Hou, Jun. On the use of frame and segment-based methods for the detection and classification of speech sounds and features. Retrieved from https://doi.org/doi:10.7282/T3P26Z9W
DescriptionStatistical data-driven methods and knowledge-based methods are two recent trends in Automatic Speech Recognition (ASR). Hidden Markov Model (HMM)-based speech recognition techniques have achieved great success for controlled tasks and environments. However, when we require improved accuracy and robustness (closer to Human Speech Recognition (HSR)), HMM algorithms for speech recognition gradually fail. Hence a need has emerged to incorporate higher level linguistic information into ASR systems in order to further discriminate between speech classes or phonemes with high confusion rates. The Automatic Speech Attribute Transcription (ASAT) project is one of the recent research efforts that has tried to bridge the gap between ASR and HSR.
In this thesis we focus on the design and optimization of the front end processing of the ASAT system, whose goal is to estimate a set of attribute and phoneme probability lattices which can be combined with information from higher level knowledge sources in a set of speech event verification modules in order to make a final recognition decision.
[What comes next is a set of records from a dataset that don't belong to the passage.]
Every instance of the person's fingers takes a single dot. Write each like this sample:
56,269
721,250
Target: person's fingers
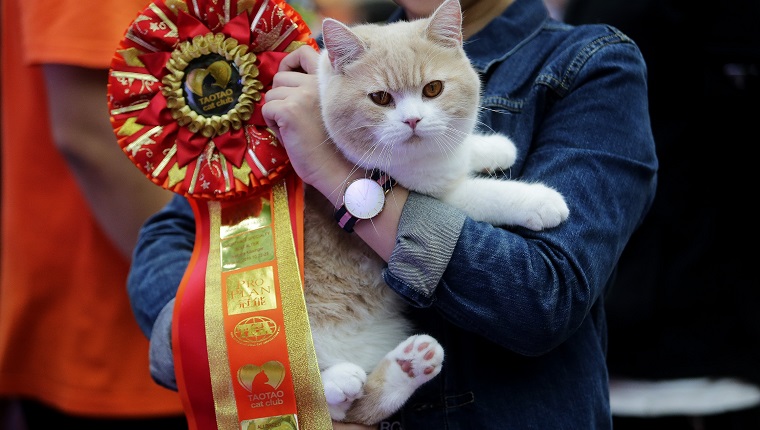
304,58
293,79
We propose a set of both frame-based methods and segment-based methods to improve the recognition performance of distinctive features and phonemes in English. We also study and evaluate both a parallel speech feature organization and a hierarchical phoneme topology. There are 4 main parts in this thesis work. In the first part, we use frame-based methods to estimate the likelihood of static sounds (e.g., steady vowels, fricatives, etc), and implement the parallel feature detection using Multi-Layer Perceptrons (MLPs) in order to detect the 14 Sound Pattern of English (SPE) features. In the second part, we use segment-based methods to classify dynamic sounds (e.g., stop consonants, diphthongs, etc), and use Time-Delay Neural Networks (TDNNs) to recognize phoneme classes in a hierarchical phoneme and feature organization. In the third part and in the forth part, we combine the frame-based parallel speech feature detection system and the segment-based hierarchical phoneme classification system to improve the overall phoneme classification performance and the speech feature detection performance.
The main contribution of this thesis is the creation of a phoneme recognizer that overcomes the disadvantages of pure statistical or knowledge-based systems, and provides a way to incorporate acoustic/phonetic/linguistic knowledge into an existing (HMM-based) automatic speech recognition system.